You are viewing a plain text version of this content. The canonical link for it is here.
Posted to user@spark.apache.org by "eabour@163.com" <ea...@163.com> on 2022/10/26 10:36:48 UTC

Running 30 Spark applications at the same time is slower than one on average

Hi All,

I have a CDH5.16.2 hadoop cluster with 1+3 nodes(64C/128G, 1NN/RM + 3DN/NM), and yarn with 192C/240G. I used the following test scenario:

1.spark app resource with 2G driver memory/2C driver vcore/1 executor nums/2G executor memory/2C executor vcore.
2.one spark app will use 5G4C on yarn.
3.first, I only run one spark app takes 40s.
4.Then, I run 30 the same spark app at once, and each spark app takes 80s on average.

So, I want to know why the run time gap is so big, and how to optimize?

Thanks


Re: Running 30 Spark applications at the same time is slower than one on average

Posted by Sean Owen <sr...@gmail.com>.
That just means G = GB mem, C = cores, but yeah the driver and executors
are very small, possibly related.

On Wed, Oct 26, 2022 at 12:34 PM Artemis User <ar...@dtechspace.com>
wrote:

> Are these Cloudera specific acronyms?  Not sure how Cloudera configures
> Spark differently, but obviously the number of nodes is too small,
> considering each app only uses a small number of cores and RAM.  So you may
> consider increase the number of nodes.   When all these apps jam on a few
> nodes, the cluster manager/scheduler and/or the network becomes
> overwhelmed...
>
> On 10/26/22 8:09 AM, Sean Owen wrote:
>
> Resource contention.
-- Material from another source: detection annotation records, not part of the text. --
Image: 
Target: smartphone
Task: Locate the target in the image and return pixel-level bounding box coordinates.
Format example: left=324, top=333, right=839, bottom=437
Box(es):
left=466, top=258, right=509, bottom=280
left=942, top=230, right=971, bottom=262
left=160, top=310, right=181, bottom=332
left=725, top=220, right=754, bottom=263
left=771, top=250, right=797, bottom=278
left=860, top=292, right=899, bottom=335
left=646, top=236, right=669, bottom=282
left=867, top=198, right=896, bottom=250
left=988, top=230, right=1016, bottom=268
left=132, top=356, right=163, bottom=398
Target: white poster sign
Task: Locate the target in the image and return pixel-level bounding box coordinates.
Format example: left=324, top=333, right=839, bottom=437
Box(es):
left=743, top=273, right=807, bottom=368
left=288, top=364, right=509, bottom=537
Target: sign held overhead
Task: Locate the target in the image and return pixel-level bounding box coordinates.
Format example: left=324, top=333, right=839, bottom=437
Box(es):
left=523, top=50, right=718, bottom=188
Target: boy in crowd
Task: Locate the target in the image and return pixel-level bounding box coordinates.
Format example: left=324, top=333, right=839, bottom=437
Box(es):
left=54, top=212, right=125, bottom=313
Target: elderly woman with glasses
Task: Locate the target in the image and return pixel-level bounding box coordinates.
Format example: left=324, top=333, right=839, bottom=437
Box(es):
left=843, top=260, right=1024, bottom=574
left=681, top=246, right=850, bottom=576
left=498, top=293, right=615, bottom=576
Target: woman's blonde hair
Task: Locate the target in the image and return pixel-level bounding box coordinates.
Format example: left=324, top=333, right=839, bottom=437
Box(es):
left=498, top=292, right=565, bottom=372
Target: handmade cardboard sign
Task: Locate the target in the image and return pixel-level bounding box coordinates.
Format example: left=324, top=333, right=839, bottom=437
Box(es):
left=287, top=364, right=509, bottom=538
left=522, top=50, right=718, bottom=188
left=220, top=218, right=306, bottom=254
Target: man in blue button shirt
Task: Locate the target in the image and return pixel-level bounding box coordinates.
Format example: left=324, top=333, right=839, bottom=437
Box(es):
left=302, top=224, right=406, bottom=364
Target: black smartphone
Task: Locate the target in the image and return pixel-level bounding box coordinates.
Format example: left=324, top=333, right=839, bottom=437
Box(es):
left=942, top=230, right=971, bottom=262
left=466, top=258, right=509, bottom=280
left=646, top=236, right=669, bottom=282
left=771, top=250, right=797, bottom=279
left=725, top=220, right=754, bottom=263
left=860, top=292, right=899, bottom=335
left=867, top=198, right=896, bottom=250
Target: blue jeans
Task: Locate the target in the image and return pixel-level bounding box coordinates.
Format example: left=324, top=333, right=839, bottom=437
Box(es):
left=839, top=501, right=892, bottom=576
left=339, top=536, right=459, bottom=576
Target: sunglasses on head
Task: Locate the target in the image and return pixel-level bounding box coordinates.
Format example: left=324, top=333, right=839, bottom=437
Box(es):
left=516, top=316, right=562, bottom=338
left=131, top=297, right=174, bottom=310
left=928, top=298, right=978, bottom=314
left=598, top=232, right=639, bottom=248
Now all the CPU and I/O is competing and probably
> slows down
>
> On Wed, Oct 26, 2022, 5:37 AM eabour@163.com <ea...@163.com> wrote:
>
>> Hi All,
>>
>> I have a CDH5.16.2 hadoop cluster with 1+3 nodes(64C/128G, 1NN/RM +
>> 3DN/NM), and yarn with 192C/240G. I used the following test scenario:
>>
>> 1.spark app resource with 2G driver memory/2C driver vcore/1 executor
>> nums/2G executor memory/2C executor vcore.
>> 2.one spark app will use 5G4C on yarn.
>> 3.first, I only run one spark app takes 40s.
>> 4.Then, I run 30 the same spark app at once, and each spark app takes 80s
>> on average.
>>
>> So, I want to know why the run time gap is so big, and how to optimize?
>>
>> Thanks
>>
>>
>

Re: Running 30 Spark applications at the same time is slower than one on average

Posted by Artemis User <ar...@dtechspace.com>.
Are these Cloudera specific acronyms?  Not sure how Cloudera configures 
Spark differently, but obviously the number of nodes is too small, 
considering each app only uses a small number of cores and RAM.  So you 
may consider increase the number of nodes.   When all these apps jam on 
a few nodes, the cluster manager/scheduler and/or the network becomes 
overwhelmed...

On 10/26/22 8:09 AM, Sean Owen wrote:
> Resource contention. Now all the CPU and I/O is competing and probably 
> slows down
>
> On Wed, Oct 26, 2022, 5:37 AM eabour@163.com <ea...@163.com> wrote:
>
>     Hi All,
>
>     I have a CDH5.16.2 hadoop cluster with 1+3 nodes(64C/128G, 1NN/RM
>     + 3DN/NM), and yarn with 192C/240G. I used the following test
>     scenario:
>
>     1.spark app resource with 2G driver memory/2C driver vcore/1
>     executor nums/2G executor memory/2C executor vcore.
>     2.one spark app will use 5G4C on yarn.
>     3.first, I only run one spark app takes 40s.
>     4.Then, I run 30 the same spark app at once, and each spark app
>     takes 80s on average.
>
>     So, I want to know why the run time gap is so big, and how to
>     optimize?
>
>     Thanks
>

Re: Running 30 Spark applications at the same time is slower than one on average

Posted by Sean Owen <sr...@gmail.com>.
Resource contention. Now all the CPU and I/O is competing and probably
slows down

On Wed, Oct 26, 2022, 5:37 AM eabour@163.com <ea...@163.com> wrote:

> Hi All,
>
> I have a CDH5.16.2 hadoop cluster with 1+3 nodes(64C/128G, 1NN/RM +
> 3DN/NM), and yarn with 192C/240G. I used the following test scenario:
>
> 1.spark app resource with 2G driver memory/2C driver vcore/1 executor
> nums/2G executor memory/2C executor vcore.
> 2.one spark app will use 5G4C on yarn.
> 3.first, I only run one spark app takes 40s.
> 4.Then, I run 30 the same spark app at once, and each spark app takes 80s
> on average.
>
> So, I want to know why the run time gap is so big, and how to optimize?
>
> Thanks
>
>